4. Busay Falls. Busay Falls is in Malilipot, Albay. Entrance is as cheap as P5 for kids and P10 for adults. There’s an ample paved parking which costs P50 per vehicle. But you can negotiate with the kuya there to give you a discounted price if you have a number of vehicles. Busay has unadulterated seven falls and this is the first one. Locals say you need to have an experienced mountaineer to guide you to the other 6 falls. We only planned to bathe plus we have kids in tow which might be quite difficult for us to explore the other falls. Plus, you can’t take the kids out of the water anymore even if they’re hungry already!
At first, the water is terribly cold. But as you immerse yourself inside, you will no longer feel cold even when you go out of it. I had much fun swimming coz the deep part is just where the water directly falls.

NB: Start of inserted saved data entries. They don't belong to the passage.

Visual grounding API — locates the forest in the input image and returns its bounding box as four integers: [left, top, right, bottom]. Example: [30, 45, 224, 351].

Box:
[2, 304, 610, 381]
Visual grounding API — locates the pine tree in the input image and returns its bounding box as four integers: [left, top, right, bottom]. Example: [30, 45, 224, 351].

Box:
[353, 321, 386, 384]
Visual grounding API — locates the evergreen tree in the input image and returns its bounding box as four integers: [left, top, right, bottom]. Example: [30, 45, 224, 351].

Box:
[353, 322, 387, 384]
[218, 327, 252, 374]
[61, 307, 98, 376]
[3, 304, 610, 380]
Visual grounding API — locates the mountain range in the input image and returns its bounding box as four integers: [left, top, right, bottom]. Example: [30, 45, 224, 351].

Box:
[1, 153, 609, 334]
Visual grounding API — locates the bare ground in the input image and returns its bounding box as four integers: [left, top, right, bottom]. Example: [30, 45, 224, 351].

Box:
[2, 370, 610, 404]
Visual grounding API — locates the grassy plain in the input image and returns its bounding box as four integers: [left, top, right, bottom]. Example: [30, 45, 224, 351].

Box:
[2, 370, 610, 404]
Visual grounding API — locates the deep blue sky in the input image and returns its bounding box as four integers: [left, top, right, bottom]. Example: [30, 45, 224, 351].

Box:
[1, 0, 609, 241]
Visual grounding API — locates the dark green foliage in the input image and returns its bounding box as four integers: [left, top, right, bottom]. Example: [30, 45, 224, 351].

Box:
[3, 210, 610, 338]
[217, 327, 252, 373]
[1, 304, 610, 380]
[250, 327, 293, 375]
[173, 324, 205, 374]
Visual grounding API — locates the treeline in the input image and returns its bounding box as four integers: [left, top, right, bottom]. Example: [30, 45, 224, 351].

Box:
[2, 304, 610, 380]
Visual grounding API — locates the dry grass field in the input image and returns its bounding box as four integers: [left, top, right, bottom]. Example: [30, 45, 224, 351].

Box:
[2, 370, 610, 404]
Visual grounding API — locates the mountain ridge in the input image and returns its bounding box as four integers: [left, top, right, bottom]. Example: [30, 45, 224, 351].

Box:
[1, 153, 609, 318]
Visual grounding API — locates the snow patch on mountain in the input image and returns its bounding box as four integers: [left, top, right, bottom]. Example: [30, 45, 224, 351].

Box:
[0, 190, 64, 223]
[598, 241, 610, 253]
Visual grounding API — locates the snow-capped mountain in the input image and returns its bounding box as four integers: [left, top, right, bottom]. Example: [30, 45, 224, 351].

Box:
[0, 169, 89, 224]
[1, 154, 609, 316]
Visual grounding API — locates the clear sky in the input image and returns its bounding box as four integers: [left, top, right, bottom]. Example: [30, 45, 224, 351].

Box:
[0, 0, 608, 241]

This is where the water cascades.
5. Pansit Bato. I sometimes see Pansit Bato being sold around Manila. But Pansit Bato in Bicol tastes the best. The name pansit Bato is named after Bato, Camarines Sur, Bicol where it originated. We dropped by at a local seller in Bato, Cam Sur where my sis bought raw pansit.
6. CamSur Watersports Complex. On the way back home, my father took a turn to CWC. Its in Provincial Capitol Complex of Pili, Camarines Sur. It’s in an inside nook but the turn is easy to spot as there are street signs inidicating CWC. We set our mat and had breakfast there. But we never got to really explore the big big place as we’re out of time. I saw a glimpse of the nice villas which are so homey and inviting. Tourists from different continents make their way to CWC for wake boarding, dragon boating and other watersports. I saw their website and there’s a huge swimming pool, game centers, public skate park and inflatable house where kids can jump in.
7. Pili Nuts. Most of you might have already seen the white kernel pili nuts. So I decided to show you the outside of the pili nuts. The first one still has the thin skin. It’s originally greenish and turns purplish black when ripe.
The second one shows what’s inside when you remove the purple skin. Months back I’ve been craving for this fibrous and fleshy pulp. Yes we eat that part too. When raw, the pulp is too hard so for it to be edible, you boil water and then put some in the bowl. Soak the pili (still with the purple skin) until the flesh becomes tender. Remove the purple skin and eat the pulp. It has a very inviting aroma that you can’t resist. But not all would like eating the pulp though. Can’t describe but it has a different aroma and taste. I first tasted the pili pulp when I was little and I didn’t like it. Tried it the second time and craved for it ever since. We eat it with rice like a viand.
Now the third photo shows the pili nut with the hard shell. You need a hammer to break the stone-hard shell. When you break it there’s yet another coating, a thin brown fibrous skin. If you have to peel a hundred pili nuts you need to blanch them to easily remove the thin brown coat. And then you get the white, nutty seed or kernel.
Pili trees grow in Indonesia and Malaysia and Philippines but pili nuts are produced and processed only in the Philippines, particularly in Bicol.